A few years ago I would not have even entertained the notion that I could be good enough to become a wedding photographer within the same year. This breed of photographers have to be able to do portrait, landscape, group, night time, interior, family, architectural, macro, candid, documentary etc., photography within a stressful and fast paced and everything might go wrong environment.
Whilst they are doing all of these styles of photography, the light is ever changing - this means they are considering exposure, aperture, ISO, metering, focus to meet every condition for every composition - THIS IS HARD - you have to whirl those camera dials all over the place in a second and still be able to get a good shot. You also have to consider what else is going on in the composition of the shot - like background noise of a messy room or a sign post or other people or a car….or another photographer. The Wedding Photographer has to have lightning quick reactions to all of this. You cannot say ‘oh, guys, I didn’t have the right settings during the ceremony. Can we do that again?’ You HAVE to get it right…..or right enough that the mistakes can be edited after. Sound stressful?
They are also considering whether they should use a different focal length, thinking of the wedding timings, managing different personalities, walking into a potential landmine of last minute fears and stresses, family disputes, crying children, hungover adults (wait…….did I get that the right way around?) and knowing that you are working within these conditions for at least 12 hours and the hungover adults will do their best to become hungover all over again.
Batteries, extra batteries, extra extra batteries, SD cards x 70000000, flashes, extra flashes, batteries for those flashes, diffusers, stands, tripods, spare clothes, water, food…………Nervous breakdown Hotline number.
Oh, and then there is the weather.

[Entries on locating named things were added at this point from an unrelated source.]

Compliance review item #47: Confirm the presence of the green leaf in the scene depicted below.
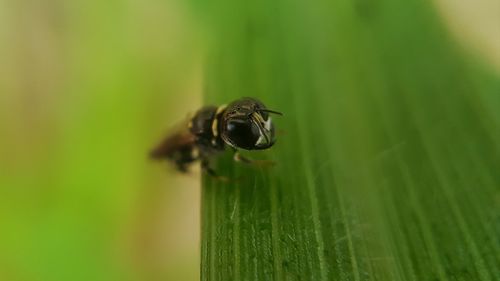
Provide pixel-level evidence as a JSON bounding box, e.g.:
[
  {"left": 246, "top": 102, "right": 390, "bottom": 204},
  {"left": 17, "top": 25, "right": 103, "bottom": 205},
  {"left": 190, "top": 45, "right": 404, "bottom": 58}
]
[{"left": 201, "top": 0, "right": 500, "bottom": 281}]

The only control the Wedding Photographer has over this is his or her ability to get creative.
And let us not forget to mention the fact that every other single person attending the wedding is also a photographer so there may be some rough elbowing the smart phones and tablets out of the way to get the shot that you have been paid to get.
Sometimes the venues are miles away. In my case, I might have to drive 4 hours to get there, put in a 12-13 hour day and then drive back.

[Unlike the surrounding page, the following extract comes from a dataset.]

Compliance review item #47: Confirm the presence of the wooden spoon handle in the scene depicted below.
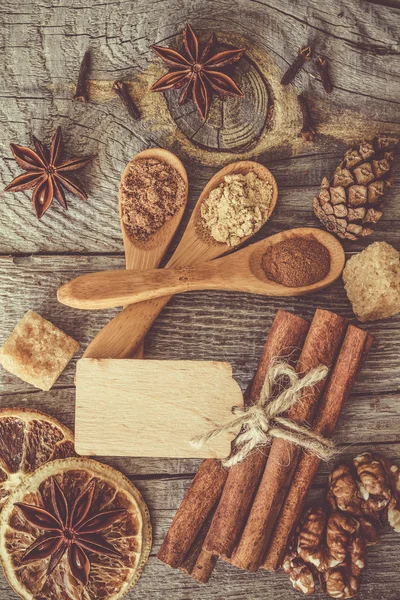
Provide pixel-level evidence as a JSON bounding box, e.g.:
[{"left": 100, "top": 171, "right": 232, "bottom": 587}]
[{"left": 58, "top": 261, "right": 231, "bottom": 310}]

Well, entre nous, despite my brain trying to divorce me for over work mid photo, I absolutely, bloody LOVED it.
So I did my homework - I ate, breathed, dreamed wedding photography for months and months (am still doing it in fact) and I was lucky. Lucky to have been given the opportunity (thank you to Anneli and the team at La Boutique Events) and lucky to have been given the chance by two great couples at an incredible venue ( Castelnau des Fieumarcon ).
So I had wonderful, calm couples, beautiful venue, stunning weather ( a moaner might complain that the outside ceremonies were in full, bright…….oh so bright…F. 16…….and oh so hot……sun…….but I would never complain…not me), well behaved guests, brilliant venue staff but I appreciate not every wedding can be so.
When the shoes are kicked off - literally and figuratively - and as the dance floor becomes slippery from spilled drinks and with romance exhausted, once you’ve packed up your first camera, second camera, realised that you haven’t eaten in 12 hours, are hot and smelly and are surrounded by jubilant party goers do you find the strength to say ‘ok, let’s try and do some star and night time shots of the venue’………in the dark…..as you must have dark. You trip over everything, you take 40 shots of dark blurriness and THEN at some silly hour go home and think ‘I HOPE that I at least captured the ceremony. I hope that I at least captured the………I hope that I at least captured the….what if none of my cards worked, what if I didn’t even have a card in my camera…..’ and then the editing starts. For me, as a beginner and editing for both Landie and myself (we jointly took 2 million images just to be sure we had 1 good shot) this took me quite some time.
The Wedding Photographer actually has an extremely privileged role. They get to be EVERYWHERE on this day of days. They get to see EVERYTHING (yes, sometimes literally everything). They are witness to every emotion and in full technicolour with surround sound - it’s like watching a screen drama unfold yet you are the director deciding which moments are to be collected. This is your vision of one of the biggest days of somebody else’s life. I find this concept absolutely thrilling and fascinating.
So this blog is a hats off to all Wedding Photographers. You are work horses who continue to smile through the pain and doubt and uncertainty. Have a virtual medal from me and then budge up, as I want to join your ranks.